Décrire une scène gargantuesque
La lecture de Gargantua (1534) était couplée avec un travail sur la description. En devoir maison, les élèves avaient à s'appuyer sur la célèbre gravure de Gustave Doré pour décrire le repas de Gargantua.
Leur description devait être menée du point de vue d'un voyageur qui rencontre pour la première fois le géant. Ils devaient varier les expansions du nom et employer des hyperboles pour insister sur la démesure du repas.

Le repas de Gargantua par Gustave Doré (1873)
Un jour de l'été 1535, je parcourais la vallée de Vienne. Arrivé près de Chinon, mon attention fut attirée par un grand bruit. Poussé par la curiosité, je me dirigeai vers un spectacle que je trouvai extraordinaire.

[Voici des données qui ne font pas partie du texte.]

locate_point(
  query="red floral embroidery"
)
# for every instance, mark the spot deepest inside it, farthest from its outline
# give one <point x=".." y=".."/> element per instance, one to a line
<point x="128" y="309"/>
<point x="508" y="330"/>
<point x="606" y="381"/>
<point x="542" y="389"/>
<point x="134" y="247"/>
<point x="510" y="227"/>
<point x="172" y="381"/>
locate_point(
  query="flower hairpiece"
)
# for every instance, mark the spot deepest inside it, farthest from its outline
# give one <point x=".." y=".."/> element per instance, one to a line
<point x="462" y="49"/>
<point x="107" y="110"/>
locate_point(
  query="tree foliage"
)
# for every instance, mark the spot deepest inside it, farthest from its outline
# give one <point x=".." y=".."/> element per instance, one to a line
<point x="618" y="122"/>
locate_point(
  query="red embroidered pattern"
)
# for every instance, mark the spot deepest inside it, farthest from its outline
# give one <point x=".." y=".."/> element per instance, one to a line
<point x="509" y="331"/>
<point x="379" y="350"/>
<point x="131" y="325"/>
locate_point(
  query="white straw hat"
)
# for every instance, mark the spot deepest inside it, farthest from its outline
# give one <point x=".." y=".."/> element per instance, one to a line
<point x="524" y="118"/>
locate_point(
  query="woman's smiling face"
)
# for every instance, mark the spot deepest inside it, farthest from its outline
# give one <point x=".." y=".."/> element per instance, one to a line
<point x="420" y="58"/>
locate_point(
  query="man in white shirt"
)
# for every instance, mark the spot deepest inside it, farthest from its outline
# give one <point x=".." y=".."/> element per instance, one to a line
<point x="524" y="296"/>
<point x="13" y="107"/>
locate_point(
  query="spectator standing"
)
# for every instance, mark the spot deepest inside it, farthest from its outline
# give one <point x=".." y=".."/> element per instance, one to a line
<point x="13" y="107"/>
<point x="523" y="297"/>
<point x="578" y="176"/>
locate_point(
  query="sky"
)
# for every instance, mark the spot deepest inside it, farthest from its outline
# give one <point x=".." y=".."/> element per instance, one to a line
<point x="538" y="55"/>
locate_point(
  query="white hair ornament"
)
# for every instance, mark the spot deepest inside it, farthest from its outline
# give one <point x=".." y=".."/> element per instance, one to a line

A quelques mètres devant moi se tenait une créature gigantesque assise devant une table qui me dominait de plusieurs mètres. Le colosse était occupé à manger, aidé par une demi-douzaine de personnes de ma taille qui se tenaient près de lui. Le géant, habillé richement, présentait sa figure joufflue et souriante en direction de deux énormes cuillères tenues par deux serviteurs. Dans sa main gauche potelée, il tenait un verre à la taille prodigieuse. Sa main droite était armée d'une fourchette démesurée. Il avala un mouton entier en une seule bouchée, dans un bruit de mâchoires impressionnant. A chaque fois qu'il engloutissait un morceau ou ingurgitait une grande rasade de vin rouge de Chinon, il passait sa langue sur ses lèvres luisantes de graisse en poussant des grognements de satisfaction. Tous ses serviteurs partageaient sa joie et applaudissaient.

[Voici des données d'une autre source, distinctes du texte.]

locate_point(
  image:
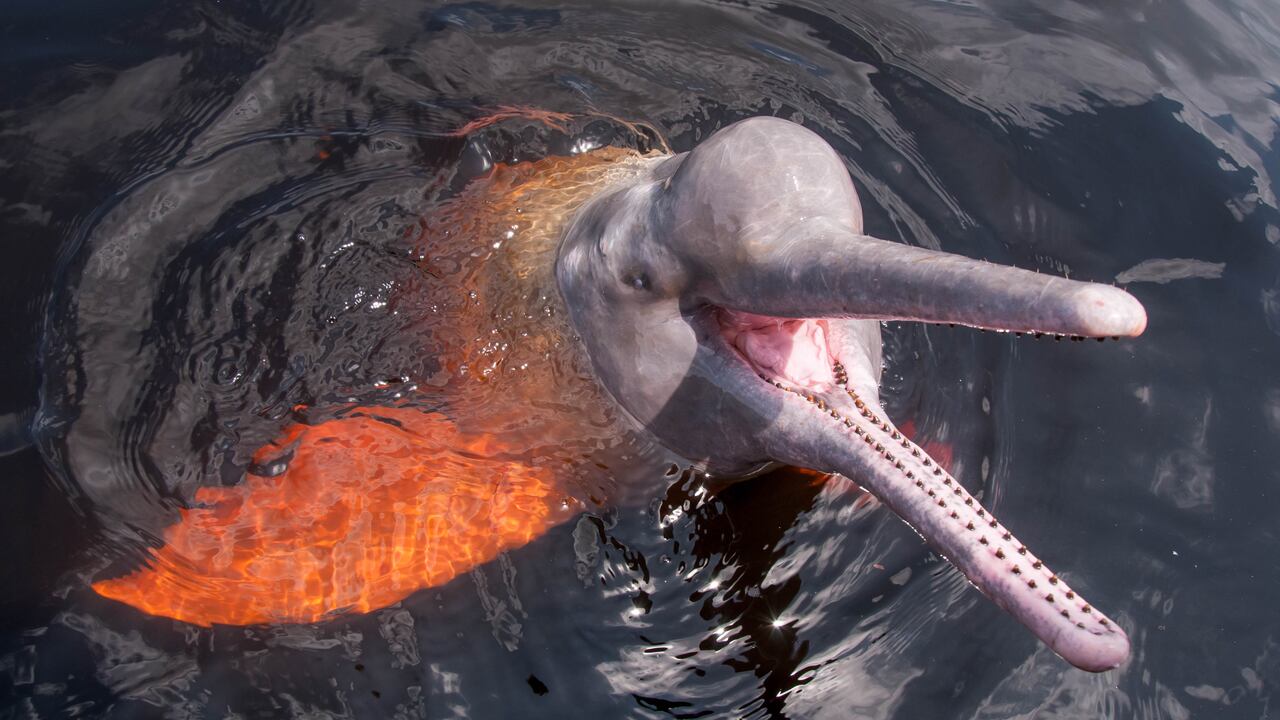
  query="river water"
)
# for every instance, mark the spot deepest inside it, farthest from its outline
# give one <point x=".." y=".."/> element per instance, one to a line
<point x="200" y="205"/>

A un moment, il m'aperçut et arrêta de manger. Je reculai de peur: allait-il vouloir me dévorer?
Mais non! Il me sourit et me dit: « N'ayez pas peur, damoiseau, je m'appelle Gargantua et vous êtes mon hôte. Attablez-vous! Qu'aimeriez-vous manger? ».
Sa bonne figure rouge et sa voix d'une douceur inattendue me rassurèrent et je répondis:
« Une miette de cette cuisse de poulet s'il vous plaît ».
C'est ainsi que je partageai le repas d'un géant.
Tom B.S, 5ème Eluard

Quel ne fut mon étonnement en découvrant la scène qui s'offrait à ma vue! Assis en face de moi se trouvait un géant gros et gras. Tout autour de Gargantua, car c'était bien lui, s'agitait une dizaine de serviteurs pour satisfaire son appétit redoutable.
La masse du géant était tellement importante qu'il n'arrivait pas à se bouger: tout juste tournait-il sa tête de droite et de gauche. Pour cette raison, des estrades étaient installées de chaque côté de sa géante personne afin de permettre à ses serviteurs de le nourrir.
Cela devient un drôle de ballet: on lui présenta des pâtés énormissimes qu'il engloutit en une bouchée, tournant la tête de l'autre côté il s'enfila une brochette de moutons rôtis.
L'appétit était grand: pour désentraver son gosier, il sirota un tonnelet de vin. Enfin pour apporter une petite note sucrée, il avala une pièce montée de religieuses au chocolat.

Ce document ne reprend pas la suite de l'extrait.